Like other Kerouac works, the book, which was written in 1953, is the most
thinly disguised of fictions, one whose most striking deception was
shifting its locale from New York to San Francisco to protect the publisher
from any libel action by the very real Greenwich Village regulars who
populated its pages under fictitious names. To Kerouac, they were cynosures
of cool.
``They are hip without being slick,'' he wrote. ``They are intelligent
without being corny, they are intellectual as hell and know all about Pound
without being pretentious or talking too much about it, they are very
quiet, they are very Christlike.'' As for Mr. Rosenberg, or Julian
Alexander, as he was called, he was ``the angel of the subterraneans,'' a
loving man of compelling gentleness, or as Kerouac put it: ``Julian
Alexander certainly is Christlike.''
Bohemian origins
By the time he made the Greenwich Village scene, Mr. Rosenberg, a native of
Brooklyn whose father was a wealthy industrialist, had served a year in the
Army, studied briefly at the University of North Carolina and spent a year
in Paris, ostensibly studying art on the GI Bill but in reality soaking up
the Left Bank bohemian atmosphere and haunting the Cafe Flore and the Cafe
Deux Magots with James Baldwin, Terry Southern and other incipient icons of
American cool.
Back in New York by 1950, Mr. Rosenberg opened a print shop on Christopher
Street and plunged into the hip world centered on the San Remo at Bleecker
and Macdougal Streets.
He lived for a while in the East 11th Street tenement Ginsberg called
Paradise Valley and had such an instinct for future chic that he was one of
the first artists to move to an industrial loft in a bleak neighborhood
below Canal Street years before it became the fashionable TriBeCa.

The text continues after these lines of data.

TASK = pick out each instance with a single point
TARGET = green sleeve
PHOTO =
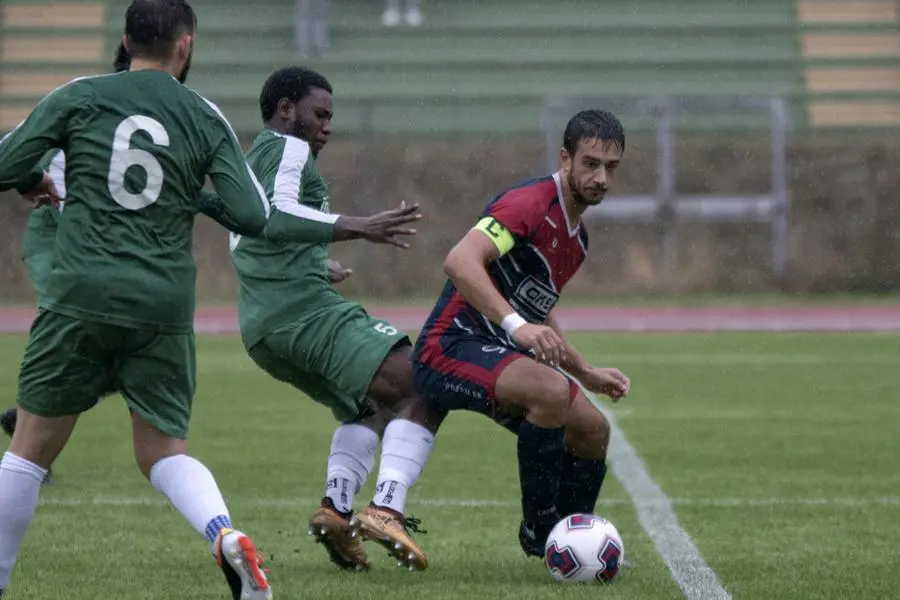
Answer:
(242, 206)
(42, 131)
(290, 220)
(280, 227)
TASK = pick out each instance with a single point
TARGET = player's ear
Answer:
(185, 45)
(287, 110)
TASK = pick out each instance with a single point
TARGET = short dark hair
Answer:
(153, 26)
(593, 125)
(122, 60)
(293, 83)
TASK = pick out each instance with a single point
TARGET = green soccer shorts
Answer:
(331, 354)
(39, 267)
(69, 363)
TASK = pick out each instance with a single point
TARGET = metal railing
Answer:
(667, 207)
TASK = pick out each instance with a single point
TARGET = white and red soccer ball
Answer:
(584, 547)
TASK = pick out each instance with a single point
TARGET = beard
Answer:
(581, 198)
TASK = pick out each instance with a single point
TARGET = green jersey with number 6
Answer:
(280, 281)
(138, 147)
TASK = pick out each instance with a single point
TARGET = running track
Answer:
(731, 318)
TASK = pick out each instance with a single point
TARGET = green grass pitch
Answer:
(779, 452)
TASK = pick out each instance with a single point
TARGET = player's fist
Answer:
(545, 343)
(44, 193)
(381, 228)
(336, 272)
(611, 382)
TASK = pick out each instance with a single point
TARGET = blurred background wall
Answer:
(762, 134)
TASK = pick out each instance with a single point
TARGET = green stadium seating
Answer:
(488, 66)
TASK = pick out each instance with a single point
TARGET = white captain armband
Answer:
(498, 234)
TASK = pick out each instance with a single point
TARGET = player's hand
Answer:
(44, 193)
(381, 228)
(611, 382)
(337, 273)
(546, 344)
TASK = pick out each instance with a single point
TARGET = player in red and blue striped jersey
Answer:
(492, 344)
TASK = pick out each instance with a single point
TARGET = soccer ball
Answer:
(584, 547)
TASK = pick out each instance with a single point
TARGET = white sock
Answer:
(193, 491)
(20, 487)
(349, 464)
(405, 449)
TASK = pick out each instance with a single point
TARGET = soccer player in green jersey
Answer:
(40, 230)
(302, 331)
(138, 147)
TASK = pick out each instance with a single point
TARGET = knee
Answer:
(392, 387)
(549, 401)
(152, 446)
(589, 438)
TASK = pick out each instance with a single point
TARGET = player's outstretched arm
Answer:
(573, 362)
(466, 266)
(22, 149)
(292, 221)
(601, 380)
(240, 204)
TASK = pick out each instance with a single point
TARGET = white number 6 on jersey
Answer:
(124, 157)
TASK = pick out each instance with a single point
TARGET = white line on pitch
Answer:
(304, 502)
(654, 509)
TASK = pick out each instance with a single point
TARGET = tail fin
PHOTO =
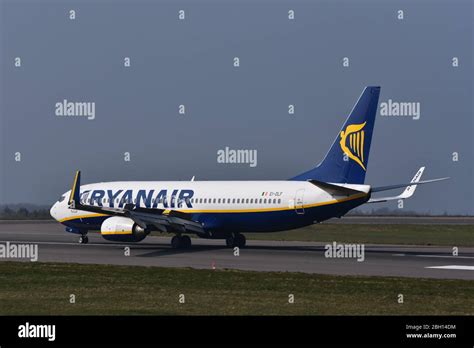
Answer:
(346, 161)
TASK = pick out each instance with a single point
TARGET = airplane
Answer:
(127, 211)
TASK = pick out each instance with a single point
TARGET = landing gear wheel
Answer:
(175, 242)
(185, 242)
(229, 241)
(235, 240)
(240, 241)
(83, 240)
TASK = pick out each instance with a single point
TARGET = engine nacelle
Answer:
(122, 229)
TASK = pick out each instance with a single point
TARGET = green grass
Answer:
(451, 235)
(44, 288)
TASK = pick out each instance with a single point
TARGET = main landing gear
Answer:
(235, 240)
(180, 242)
(83, 239)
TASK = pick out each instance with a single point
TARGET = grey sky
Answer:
(190, 62)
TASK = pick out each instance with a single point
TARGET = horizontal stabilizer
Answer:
(409, 188)
(335, 189)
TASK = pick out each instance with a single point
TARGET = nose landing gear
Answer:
(180, 242)
(236, 240)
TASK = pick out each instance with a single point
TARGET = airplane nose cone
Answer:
(53, 211)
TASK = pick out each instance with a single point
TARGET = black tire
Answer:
(175, 242)
(229, 241)
(185, 242)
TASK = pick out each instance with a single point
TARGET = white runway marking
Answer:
(447, 256)
(458, 267)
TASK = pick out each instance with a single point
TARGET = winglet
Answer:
(75, 191)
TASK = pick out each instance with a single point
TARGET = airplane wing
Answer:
(161, 219)
(407, 193)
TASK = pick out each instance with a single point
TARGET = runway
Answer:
(55, 245)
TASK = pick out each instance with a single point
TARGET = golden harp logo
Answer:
(352, 142)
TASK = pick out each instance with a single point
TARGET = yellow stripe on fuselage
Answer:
(263, 210)
(117, 232)
(71, 197)
(75, 217)
(256, 210)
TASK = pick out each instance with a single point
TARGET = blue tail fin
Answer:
(346, 161)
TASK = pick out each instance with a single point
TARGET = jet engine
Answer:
(122, 229)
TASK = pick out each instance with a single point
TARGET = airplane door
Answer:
(299, 208)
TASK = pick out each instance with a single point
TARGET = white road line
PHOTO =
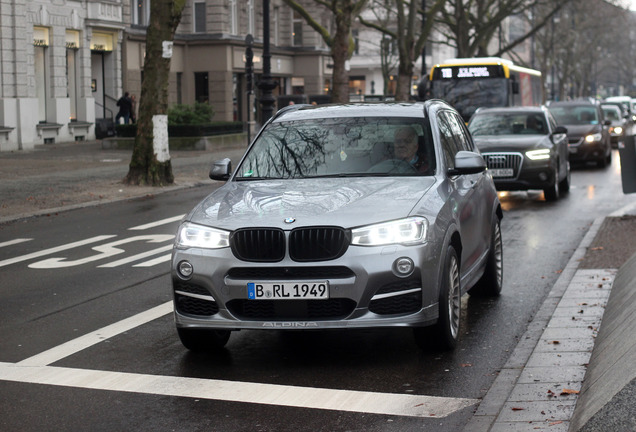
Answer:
(14, 241)
(76, 345)
(233, 391)
(54, 250)
(158, 223)
(138, 257)
(158, 260)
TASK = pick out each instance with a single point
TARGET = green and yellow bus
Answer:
(468, 84)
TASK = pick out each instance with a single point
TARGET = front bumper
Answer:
(581, 151)
(364, 290)
(517, 172)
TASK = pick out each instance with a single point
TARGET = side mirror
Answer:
(560, 130)
(221, 170)
(467, 163)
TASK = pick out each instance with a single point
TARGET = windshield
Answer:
(612, 113)
(337, 147)
(498, 123)
(469, 94)
(575, 115)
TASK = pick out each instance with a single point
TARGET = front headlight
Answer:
(404, 231)
(193, 235)
(540, 154)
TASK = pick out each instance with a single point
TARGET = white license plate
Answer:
(502, 172)
(314, 290)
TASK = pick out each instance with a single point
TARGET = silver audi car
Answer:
(342, 216)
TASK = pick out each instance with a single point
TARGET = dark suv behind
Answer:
(588, 131)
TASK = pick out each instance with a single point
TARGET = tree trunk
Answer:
(340, 54)
(147, 167)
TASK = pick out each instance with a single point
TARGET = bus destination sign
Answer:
(468, 72)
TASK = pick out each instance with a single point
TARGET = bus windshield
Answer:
(466, 95)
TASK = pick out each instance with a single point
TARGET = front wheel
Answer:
(203, 340)
(552, 193)
(446, 331)
(564, 185)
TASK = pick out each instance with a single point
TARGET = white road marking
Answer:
(138, 257)
(54, 250)
(14, 241)
(76, 345)
(158, 223)
(158, 260)
(235, 391)
(104, 251)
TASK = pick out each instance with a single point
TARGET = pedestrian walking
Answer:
(125, 107)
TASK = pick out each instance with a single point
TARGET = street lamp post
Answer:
(266, 84)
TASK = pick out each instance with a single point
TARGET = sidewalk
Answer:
(557, 379)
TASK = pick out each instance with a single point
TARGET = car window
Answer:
(503, 123)
(576, 114)
(611, 113)
(354, 146)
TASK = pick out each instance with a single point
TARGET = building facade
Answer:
(61, 65)
(65, 63)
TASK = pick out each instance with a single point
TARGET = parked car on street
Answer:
(588, 132)
(618, 125)
(524, 149)
(342, 216)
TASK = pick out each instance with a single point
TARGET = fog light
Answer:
(403, 267)
(185, 269)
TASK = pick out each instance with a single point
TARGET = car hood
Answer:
(581, 130)
(498, 143)
(346, 202)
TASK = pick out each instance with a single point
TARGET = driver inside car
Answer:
(406, 148)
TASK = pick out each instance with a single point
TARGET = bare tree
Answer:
(470, 25)
(146, 166)
(340, 41)
(411, 35)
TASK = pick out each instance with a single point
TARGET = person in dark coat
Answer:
(125, 107)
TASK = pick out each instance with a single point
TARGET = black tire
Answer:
(564, 185)
(202, 340)
(445, 332)
(491, 282)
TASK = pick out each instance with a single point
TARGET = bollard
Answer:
(627, 153)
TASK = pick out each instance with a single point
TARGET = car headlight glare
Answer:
(540, 154)
(404, 231)
(193, 235)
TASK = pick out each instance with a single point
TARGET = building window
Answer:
(199, 17)
(275, 26)
(72, 46)
(233, 16)
(179, 88)
(71, 80)
(297, 32)
(40, 81)
(356, 41)
(251, 28)
(141, 12)
(201, 88)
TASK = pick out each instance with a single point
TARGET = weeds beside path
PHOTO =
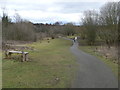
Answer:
(51, 65)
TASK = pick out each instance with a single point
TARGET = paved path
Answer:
(92, 72)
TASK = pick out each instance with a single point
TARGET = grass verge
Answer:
(51, 65)
(90, 50)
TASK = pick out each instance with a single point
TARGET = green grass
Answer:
(47, 61)
(90, 49)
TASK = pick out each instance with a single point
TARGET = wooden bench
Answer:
(24, 54)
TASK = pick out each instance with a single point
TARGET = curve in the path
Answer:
(92, 72)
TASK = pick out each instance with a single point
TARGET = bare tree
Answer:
(90, 22)
(109, 22)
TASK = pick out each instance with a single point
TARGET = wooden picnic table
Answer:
(24, 54)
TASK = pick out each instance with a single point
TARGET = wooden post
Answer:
(26, 57)
(23, 56)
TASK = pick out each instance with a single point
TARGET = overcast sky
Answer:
(50, 11)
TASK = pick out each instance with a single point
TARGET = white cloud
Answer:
(51, 10)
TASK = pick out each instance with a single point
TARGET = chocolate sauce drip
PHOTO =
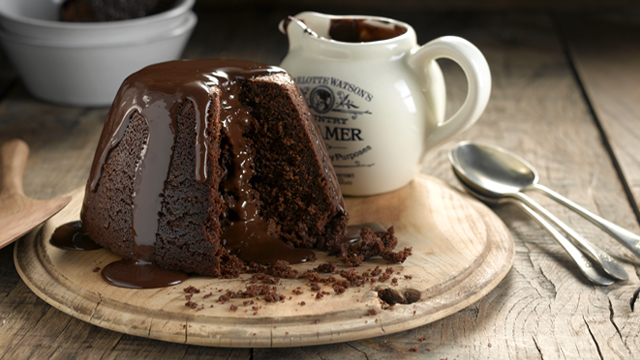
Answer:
(71, 236)
(363, 30)
(156, 93)
(251, 242)
(353, 231)
(140, 275)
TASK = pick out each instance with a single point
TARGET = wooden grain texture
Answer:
(542, 309)
(605, 49)
(459, 255)
(20, 214)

In a different life, Mr. Rosenberg might have used the loft to turn out
masterpieces. But as an ultimate hipster he had other priorities, which
became apparent one famous Halloween night when the crew, alerted to a
shipment from Exotic Plant Co. of Laredo, Texas, peeled off from the San
Remo and congregated in the loft for an all-night peyote party cum jam
session.
Hip -- and often high
Drugs, of course, were more than an accouterment of hip. They were its very
essence. And while marijuana, then an exotic drug used only by jazz
musicians, was universal among the stoned cool hipsters, it was heroin that
set the subterraneans apart.
Mr. Rosenberg, who appears as a character in William Burroughs' book
``Junkie,'' was an addict for most of his adult life, which might help
explain why he never made a name for himself in art or music or held a
regular job after his print shop failed in the 1960s.
Fortunately, Mr. Rosenberg, whose survivors include his wife, Joan, and a
brother, Ross, of Orlando, Fla., had the foresight to marry a schoolteacher
so enamored of his charming, creative ways that she cheerfully supported
the family while Mr. Rosenberg continued to paint, play music and amuse his
friends and family.
He also served as a surprisingly effective role model for his three sons:
Shaun, a Manhattan restaurateur who owns Orson's on Second Avenue; Matthew,
a computer consultant from the Bronx, and Jeremy, of Manhattan, a New York
City police detective who specializes in drug enforcement.